The Company That Makes The U.S. Border’s Licence Plate Scanners Has Been Hacked

Perceptics, the firm that bills itself as “the sole provider of stationary LPRs” (licence plate readers) at border crossing lanes for privately owned vehicles in the U.S., has been hacked. Tens of thousands of its internal files are now reportedly floating around the dark web for anyone to download.

According to The Register, which broke the story yesterday, the hack was carried out by a person of group using the alias “Boris Bullet-Dodger.”

It’s believed Boris also hacked a vendor by the name of CityComp last month, leaking customer data after the firm opted not to pay a ransom. Perceptics has confirmed the breach, but it’s unclear if Perceptics’s now-public data was also the result of a failed ransom.

In total, the exfiltrated data contained around 65,000 “file names and accompanying directories,” according to the Register. Beyond internal documentation and financial information, some of the filetypes suggested the contents included location data, as well as images which could be licence plate scans themselves.

Whether these are scans made by actual clients, government or otherwise, is unknown. Casey Self, Perceptics’s director of marketing, declined to answer specific questions, responding to an email from Gizmodo by writing, “All I can say is that the investigation is ongoing.”

Among those clients are U.S. Customs and Border Protection and the DEA.

While licence plate captures might seem relatively benign, when cross-referenced against other databases, they can be used to track the movements of individuals with alarming specificity. And while LPRs are deployed at seemingly natural security checkpoints—like borders—they’ve also seen use in domestic surveillance, such as in California’s Sacramento County, where officials tracked the movements of welfare recipients.

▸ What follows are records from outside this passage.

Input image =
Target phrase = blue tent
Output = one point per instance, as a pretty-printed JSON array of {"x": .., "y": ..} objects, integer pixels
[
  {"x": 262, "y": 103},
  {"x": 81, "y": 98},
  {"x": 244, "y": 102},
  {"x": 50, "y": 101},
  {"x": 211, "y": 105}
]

In 2013, the ACLU argue that “All [licence plate] data is investigatory.”

The Register notes that, in addition to a trove of potentially sensitive data, a number of music files were included in the data dump:

Among the songs: Superstition, by Stevie Wonder, and Wannabe by Spice Girls, and a variety of AC/DC and Cat Stevens songs.

Not exactly the soundtrack to the panopticon we’d imagined.